According to the latest round of leaked Intel roadmaps, Ivy Bridge is due in the second quarter of next year. We’ve already discussed the selection of models being prepared to replace the existing Sandy Bridge lineup of Core processors. Now, Xbit Labs has published purportedly leaked slides detailing how the new silicon stacks up against its predecessor.
A couple of official-looking Intel slides compare the performance of the Core i7-2600 to that of the upcoming i7-3770, which has the same core count, base clock speed, and cache size. The i7-3770 is purportedly 7-25% faster across a range of tests that stress the CPU, although it’s fair to note that the chip’s 3.9GHz Turbo peak is 100MHz faster than the i7-2600’s maximum speed.
Perhaps more interesting are the performance results from tests that tap the integrated graphics. "ArcSoft Media Expresso," which is perhaps what happens when the folks making the presentation slides confuse ArcSoft’s MediaConverter software with CyberLink’s MediaEspresso product, is said to be 56% faster on Ivy Bridge. Both of those applications support Intel’s QuickSync transcoding tech. Ivy’s integrated graphics component scores three times higher than Sandy’s in 3DMark Vantage, as well. Keep in mind that the Core i7-2600 has the slower HD 2000 version of Sandy Bridge’s integrated graphics, while the i7-3770 is expected to have the fastest version of the new IGP, dubbed the HD 4000.

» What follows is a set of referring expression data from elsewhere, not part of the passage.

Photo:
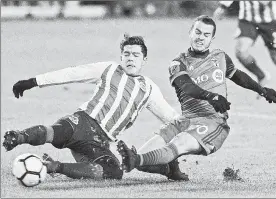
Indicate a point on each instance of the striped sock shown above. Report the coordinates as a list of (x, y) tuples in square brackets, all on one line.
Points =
[(163, 155)]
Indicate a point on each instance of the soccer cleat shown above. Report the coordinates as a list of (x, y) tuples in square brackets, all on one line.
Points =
[(129, 156), (11, 139), (51, 164), (263, 82), (175, 174)]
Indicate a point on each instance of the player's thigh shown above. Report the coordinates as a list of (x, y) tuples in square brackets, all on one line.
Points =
[(210, 134), (169, 131), (186, 144), (103, 157), (272, 52)]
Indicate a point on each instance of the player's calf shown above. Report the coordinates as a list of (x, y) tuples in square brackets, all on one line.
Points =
[(130, 158), (12, 139)]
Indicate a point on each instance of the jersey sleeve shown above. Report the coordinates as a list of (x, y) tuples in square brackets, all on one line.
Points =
[(160, 107), (230, 67), (83, 73), (176, 69)]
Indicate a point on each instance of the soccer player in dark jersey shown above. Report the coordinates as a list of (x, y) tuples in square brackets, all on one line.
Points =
[(255, 18), (121, 93), (199, 79)]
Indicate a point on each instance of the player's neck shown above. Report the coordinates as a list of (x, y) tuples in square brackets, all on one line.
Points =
[(198, 53)]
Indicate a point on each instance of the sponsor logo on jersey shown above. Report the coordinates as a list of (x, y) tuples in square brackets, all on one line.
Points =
[(215, 61), (74, 119), (202, 129), (191, 67), (218, 75), (199, 79), (174, 67)]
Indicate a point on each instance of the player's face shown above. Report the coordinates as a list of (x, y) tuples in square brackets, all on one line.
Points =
[(201, 36), (132, 59)]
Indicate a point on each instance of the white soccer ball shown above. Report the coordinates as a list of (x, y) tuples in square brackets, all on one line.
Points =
[(29, 169)]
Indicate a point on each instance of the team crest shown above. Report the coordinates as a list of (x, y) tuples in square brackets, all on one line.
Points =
[(218, 76), (215, 61), (174, 68), (74, 119), (142, 86), (191, 67)]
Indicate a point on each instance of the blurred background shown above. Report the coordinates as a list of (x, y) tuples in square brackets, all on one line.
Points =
[(107, 9)]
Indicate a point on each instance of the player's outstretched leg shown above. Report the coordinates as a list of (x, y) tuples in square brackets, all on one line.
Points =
[(170, 170), (78, 170), (175, 173), (12, 139), (35, 135), (130, 158), (51, 164)]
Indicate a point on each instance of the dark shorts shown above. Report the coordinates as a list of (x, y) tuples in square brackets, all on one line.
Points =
[(88, 143), (253, 30), (209, 132)]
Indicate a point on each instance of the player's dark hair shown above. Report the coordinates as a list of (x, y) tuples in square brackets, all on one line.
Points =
[(134, 40), (207, 20)]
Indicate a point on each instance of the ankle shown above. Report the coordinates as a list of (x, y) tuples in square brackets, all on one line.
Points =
[(138, 160), (22, 137)]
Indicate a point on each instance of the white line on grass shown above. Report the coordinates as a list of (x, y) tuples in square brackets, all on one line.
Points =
[(253, 115)]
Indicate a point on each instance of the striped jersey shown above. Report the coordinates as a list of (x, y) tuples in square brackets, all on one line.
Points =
[(117, 99), (255, 11), (208, 70)]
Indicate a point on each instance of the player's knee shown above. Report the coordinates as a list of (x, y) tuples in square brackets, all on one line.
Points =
[(111, 168), (186, 144), (272, 52)]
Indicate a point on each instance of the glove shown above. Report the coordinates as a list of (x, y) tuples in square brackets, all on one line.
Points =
[(219, 102), (269, 95), (22, 85)]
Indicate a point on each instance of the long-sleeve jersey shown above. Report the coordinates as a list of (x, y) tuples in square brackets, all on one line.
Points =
[(117, 99), (255, 11), (208, 70)]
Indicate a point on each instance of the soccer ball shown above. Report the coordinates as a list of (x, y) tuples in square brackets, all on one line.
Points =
[(29, 169)]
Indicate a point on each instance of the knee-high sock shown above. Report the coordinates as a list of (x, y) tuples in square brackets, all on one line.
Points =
[(251, 65), (81, 170), (163, 155), (35, 135)]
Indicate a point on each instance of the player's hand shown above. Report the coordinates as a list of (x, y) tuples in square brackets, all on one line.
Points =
[(22, 85), (269, 95), (219, 103)]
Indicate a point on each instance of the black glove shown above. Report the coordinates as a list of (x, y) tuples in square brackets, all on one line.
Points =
[(269, 95), (219, 102), (22, 85)]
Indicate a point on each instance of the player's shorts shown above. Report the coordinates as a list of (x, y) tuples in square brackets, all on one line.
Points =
[(209, 132), (88, 143), (253, 30)]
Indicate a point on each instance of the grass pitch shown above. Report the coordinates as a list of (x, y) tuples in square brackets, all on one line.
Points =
[(33, 47)]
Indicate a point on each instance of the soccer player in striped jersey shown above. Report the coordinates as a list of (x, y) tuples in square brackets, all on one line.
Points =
[(121, 93), (199, 79), (255, 18)]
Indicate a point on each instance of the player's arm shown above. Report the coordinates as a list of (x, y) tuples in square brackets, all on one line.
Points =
[(242, 79), (83, 73), (222, 9), (160, 107), (245, 81)]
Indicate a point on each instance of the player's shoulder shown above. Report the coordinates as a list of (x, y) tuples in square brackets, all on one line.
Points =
[(217, 51)]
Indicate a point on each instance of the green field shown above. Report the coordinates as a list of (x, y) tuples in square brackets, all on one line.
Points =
[(29, 48)]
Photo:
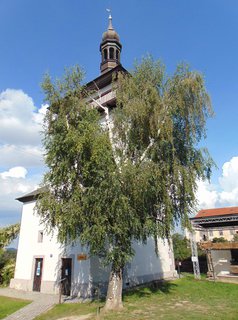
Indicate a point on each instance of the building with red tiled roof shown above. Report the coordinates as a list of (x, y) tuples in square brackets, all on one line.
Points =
[(215, 223), (222, 257)]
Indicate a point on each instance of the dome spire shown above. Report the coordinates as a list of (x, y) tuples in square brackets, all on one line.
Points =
[(110, 27), (110, 47)]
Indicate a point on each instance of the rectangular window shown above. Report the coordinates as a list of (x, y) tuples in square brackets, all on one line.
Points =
[(40, 236)]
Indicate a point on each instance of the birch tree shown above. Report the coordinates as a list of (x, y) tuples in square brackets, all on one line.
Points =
[(114, 184)]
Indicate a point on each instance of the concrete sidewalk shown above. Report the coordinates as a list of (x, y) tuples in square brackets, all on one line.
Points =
[(40, 303)]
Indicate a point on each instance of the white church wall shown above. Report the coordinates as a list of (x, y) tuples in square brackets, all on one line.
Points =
[(147, 265)]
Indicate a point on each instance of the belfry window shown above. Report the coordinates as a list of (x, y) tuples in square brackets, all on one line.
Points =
[(105, 54), (111, 53)]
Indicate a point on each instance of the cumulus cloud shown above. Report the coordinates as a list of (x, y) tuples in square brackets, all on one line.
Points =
[(225, 193), (16, 172), (21, 160), (20, 122)]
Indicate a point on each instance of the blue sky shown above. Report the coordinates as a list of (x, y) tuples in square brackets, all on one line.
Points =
[(46, 36)]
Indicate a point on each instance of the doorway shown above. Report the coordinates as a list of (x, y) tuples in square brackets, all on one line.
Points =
[(37, 274), (66, 271)]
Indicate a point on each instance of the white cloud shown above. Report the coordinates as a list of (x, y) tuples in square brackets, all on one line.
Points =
[(225, 193), (20, 121), (20, 155), (206, 195), (21, 160), (16, 172)]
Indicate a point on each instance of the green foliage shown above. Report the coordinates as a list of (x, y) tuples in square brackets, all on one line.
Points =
[(181, 247), (7, 234), (7, 258), (108, 191), (185, 298), (10, 305)]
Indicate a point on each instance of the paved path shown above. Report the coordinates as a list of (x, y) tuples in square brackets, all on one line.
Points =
[(40, 303)]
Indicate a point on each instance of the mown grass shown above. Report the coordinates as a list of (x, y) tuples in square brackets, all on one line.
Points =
[(184, 298), (10, 305)]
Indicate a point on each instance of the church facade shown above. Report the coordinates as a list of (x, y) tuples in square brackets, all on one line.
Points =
[(43, 263)]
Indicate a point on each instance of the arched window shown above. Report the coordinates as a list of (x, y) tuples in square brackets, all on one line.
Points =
[(105, 54), (111, 53)]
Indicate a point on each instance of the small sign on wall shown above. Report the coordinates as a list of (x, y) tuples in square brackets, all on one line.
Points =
[(82, 256)]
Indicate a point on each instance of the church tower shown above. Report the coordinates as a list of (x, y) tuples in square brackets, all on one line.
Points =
[(110, 48)]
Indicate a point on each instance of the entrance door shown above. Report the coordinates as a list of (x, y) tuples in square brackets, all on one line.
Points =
[(66, 276), (37, 274)]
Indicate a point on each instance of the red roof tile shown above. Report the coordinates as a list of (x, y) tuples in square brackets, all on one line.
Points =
[(217, 212)]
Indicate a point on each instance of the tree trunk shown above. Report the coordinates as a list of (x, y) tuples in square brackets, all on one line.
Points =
[(114, 291)]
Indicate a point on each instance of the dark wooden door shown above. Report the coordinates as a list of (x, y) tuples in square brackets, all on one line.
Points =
[(38, 274), (66, 276)]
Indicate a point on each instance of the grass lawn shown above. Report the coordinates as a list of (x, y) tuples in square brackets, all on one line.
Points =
[(184, 298), (10, 305)]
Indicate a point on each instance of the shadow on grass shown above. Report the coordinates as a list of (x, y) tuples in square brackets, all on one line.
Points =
[(155, 287)]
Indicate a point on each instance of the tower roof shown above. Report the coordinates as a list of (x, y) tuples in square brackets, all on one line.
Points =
[(110, 34)]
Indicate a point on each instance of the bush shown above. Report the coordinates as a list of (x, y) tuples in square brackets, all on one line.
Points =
[(7, 266)]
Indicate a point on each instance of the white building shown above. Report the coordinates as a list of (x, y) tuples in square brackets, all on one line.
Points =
[(42, 262)]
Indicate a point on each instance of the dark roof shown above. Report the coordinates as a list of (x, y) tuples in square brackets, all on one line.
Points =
[(216, 212), (105, 79), (31, 196)]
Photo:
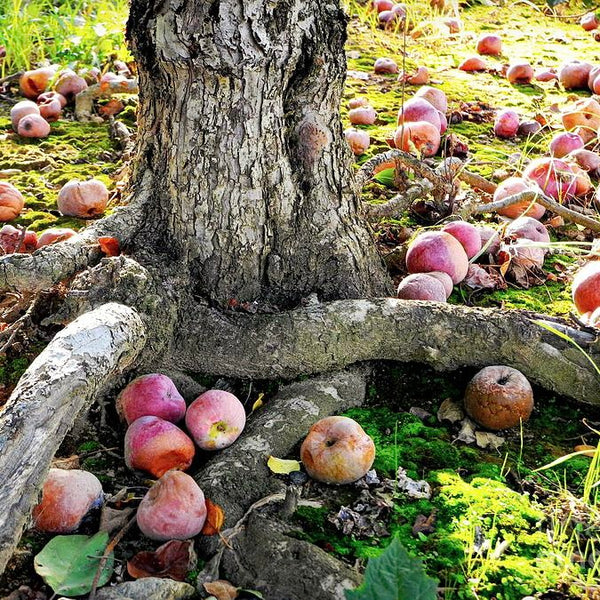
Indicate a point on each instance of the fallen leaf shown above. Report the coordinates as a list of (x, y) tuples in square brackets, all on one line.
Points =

What’s especially remarkable about these results is that Ivy Bridge’s CPU cores should be able to deliver performance improvements while at the same time drawing less power than their predecessors. The i7-2600 has a 95W TDP, while the i7-3770 is supposed to consume less than 77W. That lower TDP suggests Ivy Bridge will have more relaxed cooling requirements than its predecessor, and the chip could prove to be a more potent overclocker as a result.